University presidents usually fall over themselves trying to steer clear of anything that might show partiality to conservatives, but the presidents of Princeton and Notre Dame universities recently wrote letters objecting to the confirmation hearing treatment of a nominee to the U.S. Circuit Court of Appeals by Republican President Donald Trump.
The nominee, Notre Dame law professor Amy Barrett, was questioned about her faith by Democrat senators Dick Durbin of Illinois, Dianne Feinstein of California, Al Franken of Minnesota and Mazie Hirono of Hawaii.
"Because religious belief is constitutionally irrelevant to the qualifications for a federal judgeship," Princeton President Christopher Eisgruber wrote to Feinstein and Senate Judiciary Committee Chairman Chuck Grassley, R-Iowa, "the Senate should not interrogate any nominee about those beliefs. I believe, more specifically, that the questions directed to Professor Barrett about her faith were not consistent with the principle set forth in the Constitution's 'no religious test' clause."

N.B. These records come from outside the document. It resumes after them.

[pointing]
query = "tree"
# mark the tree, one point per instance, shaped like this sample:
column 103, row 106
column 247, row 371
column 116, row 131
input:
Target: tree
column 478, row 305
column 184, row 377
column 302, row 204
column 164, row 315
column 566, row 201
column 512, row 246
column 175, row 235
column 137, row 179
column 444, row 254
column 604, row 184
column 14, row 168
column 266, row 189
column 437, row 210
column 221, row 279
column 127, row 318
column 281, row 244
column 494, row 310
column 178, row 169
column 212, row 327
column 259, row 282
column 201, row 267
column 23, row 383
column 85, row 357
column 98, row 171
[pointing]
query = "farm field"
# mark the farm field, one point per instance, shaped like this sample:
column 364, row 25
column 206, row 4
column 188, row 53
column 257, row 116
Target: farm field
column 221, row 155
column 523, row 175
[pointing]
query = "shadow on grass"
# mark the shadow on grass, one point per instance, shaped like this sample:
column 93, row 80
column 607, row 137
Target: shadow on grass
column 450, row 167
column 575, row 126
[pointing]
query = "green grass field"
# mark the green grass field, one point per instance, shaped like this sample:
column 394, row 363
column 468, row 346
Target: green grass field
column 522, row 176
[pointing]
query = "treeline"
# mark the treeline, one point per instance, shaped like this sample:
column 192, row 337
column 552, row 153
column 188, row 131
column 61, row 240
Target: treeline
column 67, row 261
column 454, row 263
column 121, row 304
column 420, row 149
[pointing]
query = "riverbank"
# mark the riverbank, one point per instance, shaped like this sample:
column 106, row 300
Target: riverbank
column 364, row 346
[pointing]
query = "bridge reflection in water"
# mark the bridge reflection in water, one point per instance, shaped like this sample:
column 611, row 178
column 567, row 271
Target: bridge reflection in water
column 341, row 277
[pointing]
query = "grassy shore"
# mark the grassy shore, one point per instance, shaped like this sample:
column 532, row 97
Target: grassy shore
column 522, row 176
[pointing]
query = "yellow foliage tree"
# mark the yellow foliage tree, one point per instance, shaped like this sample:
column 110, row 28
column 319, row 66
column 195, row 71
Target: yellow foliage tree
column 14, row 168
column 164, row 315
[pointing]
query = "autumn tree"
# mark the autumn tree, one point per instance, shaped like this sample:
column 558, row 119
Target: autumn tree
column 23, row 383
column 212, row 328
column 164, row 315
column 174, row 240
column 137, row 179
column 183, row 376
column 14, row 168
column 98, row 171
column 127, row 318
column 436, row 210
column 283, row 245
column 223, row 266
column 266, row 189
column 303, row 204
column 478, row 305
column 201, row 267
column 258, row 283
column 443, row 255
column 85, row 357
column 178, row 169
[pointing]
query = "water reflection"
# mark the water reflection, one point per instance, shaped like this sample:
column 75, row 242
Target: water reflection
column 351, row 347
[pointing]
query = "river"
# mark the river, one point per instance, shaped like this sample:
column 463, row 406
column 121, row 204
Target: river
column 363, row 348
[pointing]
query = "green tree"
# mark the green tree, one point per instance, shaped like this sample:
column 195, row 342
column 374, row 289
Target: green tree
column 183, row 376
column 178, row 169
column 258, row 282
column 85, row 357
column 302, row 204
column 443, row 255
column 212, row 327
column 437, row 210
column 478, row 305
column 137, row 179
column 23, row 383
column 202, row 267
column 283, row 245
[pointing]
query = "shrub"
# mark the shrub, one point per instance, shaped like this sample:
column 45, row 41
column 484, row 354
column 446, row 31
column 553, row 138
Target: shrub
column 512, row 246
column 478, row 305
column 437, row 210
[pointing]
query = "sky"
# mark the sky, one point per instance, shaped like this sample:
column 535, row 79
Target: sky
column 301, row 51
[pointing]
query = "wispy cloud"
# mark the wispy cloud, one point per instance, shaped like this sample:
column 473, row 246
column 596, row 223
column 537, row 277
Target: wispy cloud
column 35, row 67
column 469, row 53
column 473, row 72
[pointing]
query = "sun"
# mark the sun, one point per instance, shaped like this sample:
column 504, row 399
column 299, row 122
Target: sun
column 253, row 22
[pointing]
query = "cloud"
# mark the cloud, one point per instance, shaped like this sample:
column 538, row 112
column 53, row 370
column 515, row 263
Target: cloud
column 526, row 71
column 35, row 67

Beginning with the Supreme Court nomination of Robert Bork by President Ronald Reagan more than 30 years ago, Democrats have increasingly subjected Republican federal judge nominees to a worldview test. Then, by their remarks, and often by their votes, Democrats often vote against the judicial nominees if they do not share that worldview.
The questions in question this time had to do with Barrett's Catholic faith.
"Do you," asked Durbin, "consider yourself an orthodox Catholic?"
Article VI of the United States Constitution is very clear. "[N]o religious test," it says, "shall ever be required as a qualification to any office or public trust under the United States."
"When you read your speeches," Feinstein said, "the conclusion one draws is that the [Catholic] dogma lives loudly within you. And that's of concern when you come to big issues that large numbers of people have fought for for years in this country."
Without asking Barrett the actual questions, the octogenarian senator was signaling her concern that the nominee might hold views consistent with her Catholic faith — against abortion and against same-sex marriage — and might be willing to overturn current law on the issues.
It's Feinstein's right to examine the nominee's judicial philosophy but not to intertwine it with her faith.
Specifically, Barrett had written in the Marquette Law Review, examining what Catholic judges should do in death penalty cases, that judges faithful to church teachings "are morally precluded from enforcing the death penalty." She further said if a judge in good conscience is unable to follow the law in such a case, she should recuse herself and let another judge decide the case.
The senators, Durbin, a Catholic himself, and Feinstein, who attended a Catholic high school, or those aides who prepared questions for them, shouldn't have tried to cherry-pick the article, "Catholic Judges in Capital Cases." When they did, they missed the nominee's thorough explanation and even her emphatic first-page statement saying that "the general public are entitled to impartial justice."
Of course, the same senators hadn't asked similar religious questions of former President Barack Obama's last two Supreme Court nominees, Elena Kagan, a Jew, or Sonya Sotomayor, a Catholic.
During the same hearing, Franken asked Barrett — a former law clerk for the hated-by-the-left late Supreme Court Justice Antonin Scalia— about speaking honorariums she received from the religious-liberty nonprofit Alliance Defending Freedom, an organization Franken compared to former Cambodian dictator Pol Pot, whose regime was the cause of death of some 1 to 3 million people.
"I question your judgment," he said.
Sen. Bernie Sanders, I-Vt., had leveled a similar religious attack earlier this summer on Russell Vought, then the nominee as deputy director of the Office of Management and Budget. He was upset that in an article Vought authored he was critical of the often repeated phrase of everyone worshiping the same God.
"What about Jews?" the socialist senator asked. "Do they stand condemned, too?"
Although the recent religious attacks have brought criticism from Republicans ("some of the questioning seems to miss some of these fundamental constitutional protections" — Sen. Ben Sasse, R-Neb.), Democrats ("embarrassing for a nation that's one-fourth Catholic" — Christopher Hale, a former Obama staffer), college presidents and religious leaders, they're not likely to stop. Because, as Sen. Mike Lee, R-Utah, said on the Senate floor the day after the hearing, it's not religion that's the problem.
"These strange inquisitions," he said, "have nothing to do with the nominees' competency, patriotism, or ability to service Americans of different faiths equally."
They'd be unthinkable to our Founding Fathers, too. The Rev. John Jenkins, president of Notre Dame, suggested such in his letter to Feinstein.
"Indeed," he wrote, "[the dogma of one's faith was] lived loudly in the hearts of those who founded our nation as one where citizens could practice their faith freely and without apology."
No, we simply don't believe it squares with the Democrats' current worldview. Today, it's their way or the highway. Period.